Adding a new method is my favourite, as it maintains BC, and creates a nice functional separation in the api, with clearly defined behaviours, which are obvious from reading the code.
Please add any thoughts you have on this topic, and if you've struggled with this fatal exception yourself how you have coped with it in your templating.
getIfExists() is a bit verbose. What about read() or fetch() or query() or something like that. You will find a better verb ;-)
https://api.cakephp.org/3.5/class-Cake.ORM.Entity.html#_has
!$catalog->has('content') ? null : !$catalog->content->has('item') ? null : $catalog->content->item
I'd still go with a trait that implements __get() and returns whatever you want in failure case - probably an EntityInterface still with the trait attached, so your chain works till the expected end (and typecasts to an empty array or empty string or null or whatever)
You can use Hash::get or write a wrapper like this
<?php
namespace App\Model\Entity;
use Cake\ORM\Entity;
use Cake\Utility\Hash;
class AppEntity extendes Entity
{
function getDeep($property, $default = null) {
return Hash::get($this, $property, $default);
}
}
You would use it like $catalog->getDeep('content.adverts') and would return null if not exists
Another way around this is to use Twig templates. In a non-strict variables mode they smooth over these kinds off issues.
I am no fan of the no-strict modes however. That's something you run in production maybe but nothing I'd rely on as a feature TBH.
What would be wrong with a method?
What would be wrong with a method?
Nothing is wrong with a method. There was an attempt to add dot paths to get() but it didn't get merged because the set() changes were very complicated, and I wasn't a fan of breaking the symmetry of those methods.
read() makes sense IMO, it is consistent with other places where read()/find() are soft getters, and get() always a hard one (existing otherwise exception).
So this could work?
$catalog->read('content')->read('adverts', 'hello-world')
Would return null (by default) if $catalog has no 'content' else would return 'hello-world' if content has no 'adverts' but returns catalog.content.adverts is a continous existing path it just returns that value.
$catalog->read('content')->read('adverts', 'hello-world')
That is a very bad idea.
If you chain, you should never use a soft getter, otherwise you run into a null->objectMethod() fatal error which is worse than what you currently get.
So what about returning a NotExistingObject that just implements read and default values in case of no value found?

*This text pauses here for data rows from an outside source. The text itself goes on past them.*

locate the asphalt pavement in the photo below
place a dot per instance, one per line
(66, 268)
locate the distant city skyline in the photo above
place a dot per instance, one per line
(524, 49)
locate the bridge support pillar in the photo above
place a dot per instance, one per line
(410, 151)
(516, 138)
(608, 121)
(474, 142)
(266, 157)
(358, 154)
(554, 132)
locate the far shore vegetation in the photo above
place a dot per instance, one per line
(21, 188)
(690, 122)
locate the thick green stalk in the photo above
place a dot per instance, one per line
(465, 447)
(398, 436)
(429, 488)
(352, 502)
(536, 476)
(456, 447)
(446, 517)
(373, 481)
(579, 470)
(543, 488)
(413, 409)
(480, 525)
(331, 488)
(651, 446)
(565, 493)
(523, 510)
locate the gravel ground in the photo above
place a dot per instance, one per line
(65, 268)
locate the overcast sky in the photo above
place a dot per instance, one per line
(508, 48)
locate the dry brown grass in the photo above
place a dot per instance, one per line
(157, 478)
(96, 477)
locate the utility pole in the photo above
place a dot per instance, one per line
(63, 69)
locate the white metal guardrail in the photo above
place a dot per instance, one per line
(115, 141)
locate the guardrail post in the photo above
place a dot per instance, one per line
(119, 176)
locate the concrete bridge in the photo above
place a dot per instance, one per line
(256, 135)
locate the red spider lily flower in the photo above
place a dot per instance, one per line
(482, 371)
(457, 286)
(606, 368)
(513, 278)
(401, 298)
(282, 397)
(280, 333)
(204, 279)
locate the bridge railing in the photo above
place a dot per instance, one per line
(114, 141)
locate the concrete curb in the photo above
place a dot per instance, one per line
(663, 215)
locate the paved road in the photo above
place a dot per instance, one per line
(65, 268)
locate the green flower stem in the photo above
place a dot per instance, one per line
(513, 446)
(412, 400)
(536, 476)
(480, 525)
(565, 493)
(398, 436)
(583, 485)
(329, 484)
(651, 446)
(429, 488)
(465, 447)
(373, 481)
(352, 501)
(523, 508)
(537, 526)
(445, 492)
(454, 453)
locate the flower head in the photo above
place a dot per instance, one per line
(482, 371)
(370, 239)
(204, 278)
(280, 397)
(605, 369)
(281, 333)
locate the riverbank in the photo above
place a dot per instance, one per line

Not feasible, what if you call any other method on the entity that "should exist"?
In these cases maybe helpers or elements with conditional output might be better suited.
So you consider dot-path access the better way? though markstory hinted that it was deemd to complex to do?
Yes, that would be the better way - you can try giving this a shot for this specific use case.
@markstory maybe instead of breaking the symmetry just name it fetch() or read() (instead of adding more functionality to get()) which takes the dot notation and will return null if nothing is found?
Having a different name would avoid the symmetry issues that dot path get() has.
My vote would be for a fetch() or read() method which supports dot notation, and as @markstory says, avoids the symmetry break from adding dot support to get().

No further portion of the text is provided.